Derues shuddered all over; he exhausted himself in protestations; but the other, almost beside himself, continued to shout.
“Oh!” he said, turning to the crowd, “all these tricks and grimaces and signs of the cross are no good. I must have my money, and as I know what his promises are worth, I will pay myself! Come, you knave, make haste. Tell me what there is in that box; open it, or I will fetch the police.”
The crowd was divided between the creditor and debtor, and possibly a free fight would have begun, but the general attention was distracted by the arrival of another spectator. A voice heard above all the tumult caused a score of heads to turn, it was the voice of a woman crying:
“The abominable history of Leroi de Valine, condemned to death at the age of sixteen for having poisoned his entire family!”
Continually crying her wares, the drunken, staggering woman approached the crowd, and striking out right and left with fists and elbows, forced her way to Derues.
“Ah! ah!” said she, after looking him well over, “is it you, my gossip Derues! Have you again a little affair on hand like the one when you set fire to your shop in the rue Saint-Victor?”
Derues recognised the hawker who had abused him on the threshold of his shop some years previously, and whom he had never seen since. “Yes, yes,” she continued, “you had better look at me with your little round cat’s eyes. Are you going to say you don’t know me?”
Derues appealed to his creditor. “You see,” he said, “to what insults you are exposing me. I do not know this woman who abuses me.”
“What!—you don’t know me! You who accused me of being a thief! But luckily the Maniffets have been known in Paris as honest people for generations, while as for you——”
“Sir,” said Derues, “this case contains valuable wine which I am commissioned to sell. To-morrow I shall receive the money for it; to-morrow, in the course of the day, I will pay what I owe you.

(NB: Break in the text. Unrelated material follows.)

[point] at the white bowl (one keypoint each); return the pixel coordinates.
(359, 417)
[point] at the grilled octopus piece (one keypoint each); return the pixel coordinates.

But I am waited for now, do not in Heaven’s name detain me longer, and thus deprive me of the means of paying at all.”
“Don’t believe him, my good man,” said the hawker; “lying comes natural to him always.”
“Sir, I promise on my oath you shall be paid tomorrow; you had better trust the word of an honest man rather than the ravings of a drunken woman.”
The creditor still hesitated, but, another person now spoke in Derues’ favour; it was the carpenter Mouchy, who had inquired the cause of the quarrel.
“For God’s sake,” he exclaimed, “let the gentleman go on. That chest came from my workshop, and I know there is wine inside it; he told my wife so two days ago.”
“Will you be surety for me, my friend?” asked Derues.
“Certainly I will; I have not known you for ten years in order to leave you in trouble and refuse to answer for you. What the devil are respectable people to be stopped like this in a public place? Come, sir, believe his word, as I do.”